This all means that there is more overhead involved in a dynamic dispatch. Instead of Cmm generating a complete dispatch function for each multimethod, it generates a functions which puts the addresses and typeids of the virtual parameters in two arrays, and calls the generic dispatch function, which returns a pointer to the appropriate implementation. The generic dispatch function does much the same things as cmm -l's dispatch function, so the overhead is the creation of the arrays and the extra function call.
Please note that the code in cmm.cpp is pretty horrendous, and needs a severe cleanup/rewrite.
As well as fixing the limitations mentined in ../users.html, the following are things that I'd like to try:
Cmm -s allows runtime modification of the available implementations, and things work automatically when DLLs are loaded/unloaded..
The idea is to have the caller decide that a function call should be
resolved dynamically, with no restriction on having base classes for each
parameter. This would be done when the call to a function prefixes one or
more arguments with virtual
. This makes the dynamic dispatch
case similar to conventional compile-time overloading, where no base types
are required when lookup is performed.
As of cmm-0.27, the experimental -caller-dispatch
flag (see
test107 and examples/caller-dispatch.cmm)
supports this usage.
A virtual function with a single virtual parameters is equivalent to a conventional C++ virtual method. Cmm has access to all source code when a project is built, so it could add virtual member functions to classes and make dispatch functions call these methods directly.
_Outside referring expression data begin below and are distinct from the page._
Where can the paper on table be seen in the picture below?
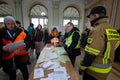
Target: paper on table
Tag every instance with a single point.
(38, 73)
(46, 65)
(53, 55)
(14, 45)
(54, 66)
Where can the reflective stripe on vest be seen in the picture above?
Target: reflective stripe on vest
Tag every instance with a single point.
(20, 37)
(69, 40)
(112, 34)
(117, 44)
(107, 53)
(101, 65)
(100, 70)
(92, 50)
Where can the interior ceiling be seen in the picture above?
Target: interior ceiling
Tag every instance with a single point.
(38, 9)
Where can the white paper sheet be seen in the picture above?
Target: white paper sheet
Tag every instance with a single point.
(14, 45)
(38, 73)
(53, 55)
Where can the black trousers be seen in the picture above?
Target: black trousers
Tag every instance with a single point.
(73, 54)
(88, 77)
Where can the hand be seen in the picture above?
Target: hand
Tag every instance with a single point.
(5, 49)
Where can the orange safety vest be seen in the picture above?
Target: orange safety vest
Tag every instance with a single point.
(18, 51)
(54, 40)
(54, 33)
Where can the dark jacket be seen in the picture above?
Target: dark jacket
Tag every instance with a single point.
(75, 39)
(4, 34)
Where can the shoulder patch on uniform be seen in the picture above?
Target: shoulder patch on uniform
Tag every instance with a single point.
(89, 40)
(112, 34)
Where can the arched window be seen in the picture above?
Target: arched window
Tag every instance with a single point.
(5, 10)
(71, 14)
(38, 15)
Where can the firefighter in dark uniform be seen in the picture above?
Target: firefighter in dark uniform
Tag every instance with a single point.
(19, 57)
(102, 42)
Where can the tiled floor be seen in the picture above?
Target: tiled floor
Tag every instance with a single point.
(114, 75)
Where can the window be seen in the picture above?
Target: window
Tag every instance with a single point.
(71, 14)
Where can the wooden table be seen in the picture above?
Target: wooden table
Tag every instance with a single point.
(67, 65)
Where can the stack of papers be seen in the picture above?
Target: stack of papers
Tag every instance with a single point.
(50, 65)
(58, 74)
(38, 73)
(15, 45)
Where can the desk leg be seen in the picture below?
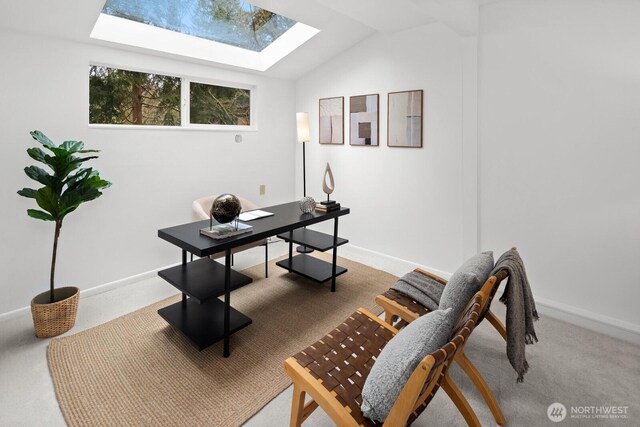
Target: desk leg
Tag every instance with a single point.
(184, 264)
(290, 249)
(227, 300)
(335, 254)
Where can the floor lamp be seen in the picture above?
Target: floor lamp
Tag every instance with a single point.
(302, 121)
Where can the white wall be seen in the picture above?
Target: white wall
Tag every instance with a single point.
(155, 173)
(405, 202)
(559, 147)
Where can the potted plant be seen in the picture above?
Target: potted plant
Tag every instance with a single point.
(67, 187)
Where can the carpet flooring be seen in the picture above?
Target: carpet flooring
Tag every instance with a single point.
(138, 370)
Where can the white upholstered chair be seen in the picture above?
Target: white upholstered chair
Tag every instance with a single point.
(201, 208)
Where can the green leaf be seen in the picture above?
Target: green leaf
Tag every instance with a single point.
(69, 201)
(28, 192)
(72, 146)
(38, 174)
(34, 213)
(48, 200)
(73, 180)
(37, 154)
(42, 139)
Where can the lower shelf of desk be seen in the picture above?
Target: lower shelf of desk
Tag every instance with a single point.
(203, 323)
(311, 267)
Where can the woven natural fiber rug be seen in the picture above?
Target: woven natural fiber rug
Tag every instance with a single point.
(137, 370)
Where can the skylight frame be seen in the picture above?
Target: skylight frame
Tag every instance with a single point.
(126, 32)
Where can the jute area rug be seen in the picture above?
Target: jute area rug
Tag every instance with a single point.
(137, 370)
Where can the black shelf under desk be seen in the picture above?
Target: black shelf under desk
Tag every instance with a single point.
(311, 267)
(203, 279)
(313, 239)
(203, 323)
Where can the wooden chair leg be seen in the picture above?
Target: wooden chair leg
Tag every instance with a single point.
(497, 323)
(459, 400)
(297, 407)
(388, 317)
(482, 386)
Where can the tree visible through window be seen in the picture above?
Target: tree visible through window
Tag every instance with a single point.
(219, 105)
(129, 97)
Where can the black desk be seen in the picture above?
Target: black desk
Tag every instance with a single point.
(201, 316)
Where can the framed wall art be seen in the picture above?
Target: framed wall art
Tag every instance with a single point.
(331, 130)
(404, 119)
(363, 120)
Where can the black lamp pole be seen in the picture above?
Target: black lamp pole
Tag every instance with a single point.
(303, 249)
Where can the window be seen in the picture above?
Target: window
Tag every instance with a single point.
(123, 97)
(219, 105)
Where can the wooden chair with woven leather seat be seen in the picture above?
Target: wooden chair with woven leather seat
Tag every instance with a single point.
(334, 369)
(401, 309)
(200, 211)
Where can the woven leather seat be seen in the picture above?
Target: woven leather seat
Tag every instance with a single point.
(334, 369)
(401, 309)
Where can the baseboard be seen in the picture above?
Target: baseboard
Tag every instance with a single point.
(606, 325)
(393, 265)
(85, 293)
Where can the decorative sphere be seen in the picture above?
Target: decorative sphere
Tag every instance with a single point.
(225, 208)
(307, 204)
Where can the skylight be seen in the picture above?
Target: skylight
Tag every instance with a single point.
(232, 32)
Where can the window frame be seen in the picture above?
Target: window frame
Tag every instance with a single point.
(185, 101)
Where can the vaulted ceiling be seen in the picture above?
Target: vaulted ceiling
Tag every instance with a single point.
(342, 23)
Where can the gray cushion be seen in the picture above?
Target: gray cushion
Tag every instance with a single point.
(465, 282)
(399, 359)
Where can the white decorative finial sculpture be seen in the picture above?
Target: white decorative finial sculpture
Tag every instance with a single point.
(328, 188)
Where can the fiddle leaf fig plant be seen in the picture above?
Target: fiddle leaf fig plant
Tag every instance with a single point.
(66, 187)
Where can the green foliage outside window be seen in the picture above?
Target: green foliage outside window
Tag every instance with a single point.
(128, 97)
(219, 105)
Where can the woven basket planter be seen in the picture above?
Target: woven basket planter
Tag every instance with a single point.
(52, 319)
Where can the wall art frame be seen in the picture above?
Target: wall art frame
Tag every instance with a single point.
(331, 120)
(364, 120)
(405, 118)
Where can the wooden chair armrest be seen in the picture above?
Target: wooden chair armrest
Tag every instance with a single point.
(323, 397)
(406, 402)
(392, 308)
(431, 275)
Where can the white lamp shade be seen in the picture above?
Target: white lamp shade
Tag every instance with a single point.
(302, 120)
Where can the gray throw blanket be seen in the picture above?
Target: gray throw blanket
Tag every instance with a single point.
(421, 288)
(521, 310)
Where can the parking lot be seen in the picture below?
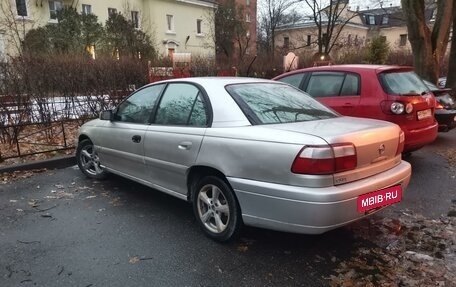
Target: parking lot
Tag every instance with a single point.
(58, 228)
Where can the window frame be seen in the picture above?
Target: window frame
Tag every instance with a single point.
(403, 40)
(199, 27)
(135, 18)
(111, 11)
(286, 42)
(53, 12)
(86, 9)
(24, 5)
(170, 24)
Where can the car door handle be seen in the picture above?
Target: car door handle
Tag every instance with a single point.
(185, 145)
(136, 139)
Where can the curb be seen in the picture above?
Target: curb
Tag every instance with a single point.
(53, 163)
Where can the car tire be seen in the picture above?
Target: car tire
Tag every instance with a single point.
(88, 161)
(216, 208)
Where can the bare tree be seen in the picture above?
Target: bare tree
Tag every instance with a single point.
(330, 21)
(428, 43)
(451, 78)
(272, 14)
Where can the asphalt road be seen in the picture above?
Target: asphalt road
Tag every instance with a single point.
(59, 228)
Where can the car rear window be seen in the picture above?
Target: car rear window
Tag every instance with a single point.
(270, 103)
(402, 83)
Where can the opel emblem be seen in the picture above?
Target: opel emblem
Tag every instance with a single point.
(381, 149)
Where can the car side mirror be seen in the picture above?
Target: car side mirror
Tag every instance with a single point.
(107, 115)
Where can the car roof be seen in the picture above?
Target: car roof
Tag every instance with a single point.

For example a Cmm file:
struct Base
{ ...
};
void Foo( virtual Base& x, double y);
struct Derived : Base
{ ...
};
void Foo( Derived& x, double y)
{ // implementation for class Derived.
}
- would be translated into:
struct Base
{ ...
virtual void cmm_Foo( double y) = 0;
};
inline void Foo( Base& x, double y)
{
return x.cmm_Foo( y);
}
struct Derived1 : Base
{ ...
virtual void cmm_Foo( double y)
{
Base& x = *this;
// implementation for class Derived
}
};
And no separate dispatch function would be required.
There is one difference here, in that a compile time error will be given
if the original Cmm source doesn't contain an implementation of Foo(
Derived&, double)
for some class Derived
. Cmm as it
stands would give only a runtime error. However, one could make Cmm output a
Base::cmm_Foo( double)
that throws an exception.